她从津元身后走出:“有心为善,虽善不赏。无心为恶,虽恶不罚。你越是想积攒功德,功德越不会落到你身上。”
洛山宣叹气:“这个道理,我也是后来才明白。那么多年竹篮打水一场空,钱和人我什么都没剩下。当时我想啊,我既然能有这城隍令,干嘛还要循规蹈矩的活着,我大可号令阴灵为我所用,一州阴阳可都在我手中。”
洛山宣打量着津元:“你全盛的时候,我动不得你分毫,可是你在衰弱。你为山中灵气所化,本为山鬼,后受封于城隍,晋为山。我要是能有你的山命格和山福德在,这辈子不管做什么事都能被抵消。”
齐遇终于明白了:“一开始村子里的怪病,就是你让阴灵搞的鬼!”
“对。”
他早就谋划好津元该怎么死,只不过半路杀出一个小姑娘和一匹狼。
要是没有齐遇和那头狼,洛山宣也不至于现在动手,他大可等寿终正寝再过来继承。
“我儿子把你介绍给我的时候我怀疑过,为此还请司康去查你的底细。那个老东西…”洛山宣冷笑,“他知道你的过去,还对我刻意隐瞒了,他从一开始就防着我。齐遇,你真得谢谢司康,要不是司康,你早就死在我手里了。”
杜仲这个时候还特地插嘴道:“齐遇,你也得谢谢我,是我给司康出主意隐瞒你的出身,司康本来没想留你。”
齐遇深深地看了他一眼:“等出去以后,你俩我一块道谢。”
“出去?”洛山宣仿佛听见什么惊天大笑话,“你觉得我能让你们活着离开?”
“你不能,但是有一个人能。”齐遇深吸一口气,稳定自己的声音,“你刚刚杀了你自己的儿子,你知道吗?”
“那个逆子…死就死了。
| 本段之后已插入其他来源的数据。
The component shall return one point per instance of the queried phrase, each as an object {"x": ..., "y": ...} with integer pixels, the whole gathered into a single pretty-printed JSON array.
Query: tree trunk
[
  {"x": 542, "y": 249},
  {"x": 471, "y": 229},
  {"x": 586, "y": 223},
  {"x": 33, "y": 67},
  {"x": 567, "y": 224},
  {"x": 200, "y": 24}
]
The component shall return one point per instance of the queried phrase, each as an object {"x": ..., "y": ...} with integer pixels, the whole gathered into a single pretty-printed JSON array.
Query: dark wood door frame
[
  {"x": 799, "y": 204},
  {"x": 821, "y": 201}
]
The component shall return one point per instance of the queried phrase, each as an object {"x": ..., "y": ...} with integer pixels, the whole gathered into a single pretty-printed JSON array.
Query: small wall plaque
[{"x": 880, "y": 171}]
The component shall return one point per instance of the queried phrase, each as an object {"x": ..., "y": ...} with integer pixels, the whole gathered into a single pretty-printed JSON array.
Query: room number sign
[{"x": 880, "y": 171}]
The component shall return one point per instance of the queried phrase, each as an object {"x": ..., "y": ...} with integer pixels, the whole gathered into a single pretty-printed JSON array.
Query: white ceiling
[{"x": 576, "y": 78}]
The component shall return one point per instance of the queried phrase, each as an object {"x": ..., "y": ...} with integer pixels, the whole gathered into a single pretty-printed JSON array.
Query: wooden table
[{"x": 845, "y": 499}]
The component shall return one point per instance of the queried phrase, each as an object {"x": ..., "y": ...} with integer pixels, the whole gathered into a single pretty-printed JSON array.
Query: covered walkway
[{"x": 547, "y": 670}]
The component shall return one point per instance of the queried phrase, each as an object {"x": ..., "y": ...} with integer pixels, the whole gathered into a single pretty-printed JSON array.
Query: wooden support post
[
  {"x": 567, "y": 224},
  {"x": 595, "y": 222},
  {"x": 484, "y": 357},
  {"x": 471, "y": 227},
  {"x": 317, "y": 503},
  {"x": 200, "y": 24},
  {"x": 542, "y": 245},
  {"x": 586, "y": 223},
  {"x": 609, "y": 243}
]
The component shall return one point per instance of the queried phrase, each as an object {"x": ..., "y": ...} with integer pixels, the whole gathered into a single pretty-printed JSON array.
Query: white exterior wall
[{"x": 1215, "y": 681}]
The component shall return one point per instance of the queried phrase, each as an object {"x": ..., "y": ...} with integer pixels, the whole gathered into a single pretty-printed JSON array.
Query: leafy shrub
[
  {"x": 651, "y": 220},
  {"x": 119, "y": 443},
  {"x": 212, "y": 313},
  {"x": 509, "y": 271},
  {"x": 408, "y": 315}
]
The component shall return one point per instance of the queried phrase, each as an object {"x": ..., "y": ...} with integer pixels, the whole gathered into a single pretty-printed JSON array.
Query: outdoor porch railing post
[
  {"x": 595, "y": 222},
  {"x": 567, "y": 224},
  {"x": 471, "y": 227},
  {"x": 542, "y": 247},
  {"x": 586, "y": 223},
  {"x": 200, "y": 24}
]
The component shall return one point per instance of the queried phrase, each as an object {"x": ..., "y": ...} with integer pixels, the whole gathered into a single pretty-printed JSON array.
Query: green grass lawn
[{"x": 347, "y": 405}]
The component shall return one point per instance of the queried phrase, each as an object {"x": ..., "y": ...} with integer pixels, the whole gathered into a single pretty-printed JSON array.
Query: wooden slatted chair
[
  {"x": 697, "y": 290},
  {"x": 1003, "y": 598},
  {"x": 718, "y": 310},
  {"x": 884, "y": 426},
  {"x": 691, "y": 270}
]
”
“你知道管潇涵杀过多少人吗?”
“十二个。”
“不,是十一个。”建呈站出来,“还有我,我没死成。”
建呈翻开衣袖,让洛山宣看手腕上的刀痕:“我女儿被我堂弟糟蹋了,我杀了我堂弟后一心求死,过了一段相当颓废的日子。那个时候我在网上认识到管潇涵,他杀人的手段你知道,他先用假身份接触受害者,然后再蛊惑受害者自杀。我们俩当时在同一个自杀群里,群主也是用这样的手段谋害别人,管潇涵接近群主想对他下手,我俩想到一块去了,不过我的想法是反正都要死了,不如拉个崽种陪我。”
就这么阴差阳错的,建呈认识了管潇涵。
“你们父子俩八百个心眼都用到对方身上,古蔓童就是你用来替罪的方法。你不肯告诉管潇涵到底是怎么做的,因为你到最后还要把罪引回他身上是吧?”
万一管潇涵的魂魄落进阴司手中,他的罪孽得他自己担,洛山宣才不想被连累。
建呈高举一张诉状:“那个古蔓童他没用到群主身上,他用在了我身上。我自杀后古蔓童回去复命,管潇涵又用医生身份救下我。我是他的受害者,我有权告他!”
建呈打开状纸:“中州建呈,恭请城隍,状告人犯管潇涵杀人未遂!今日原告、被告具在,请城隍审案!”
建呈话音刚落,众人身后来时路飘来冤鬼恶魂——那是刚刚死去的管潇涵。也是在这一时刻,原本押在十八层地狱受审的十几个恶鬼同样受诏前往城隍庙。
问题是,审案的城隍呢?
洛山宣手中的木盒疯狂抖动,好像有什么东西要钻出来。
杜仲大笑:“洛山宣,城隍是失踪又不是死了!这些年泰山府君未曾任命新的城隍便是因为城隍大人一直在位,只不过他是栖居城隍令中修养!”
建呈撕开身上衣服,他身上赫然刻着一个教徽!
齐遇在下来之前特地将洛山宣的朱砂手串研磨成朱砂水,她本是想洗清津元身上的罪,没想到现在有了别的用处。
杜仲将朱砂水浇在建呈身上,朱砂激活教徽!
建呈大喊:“恳请城隍受审!”
“请泰山府君降临!”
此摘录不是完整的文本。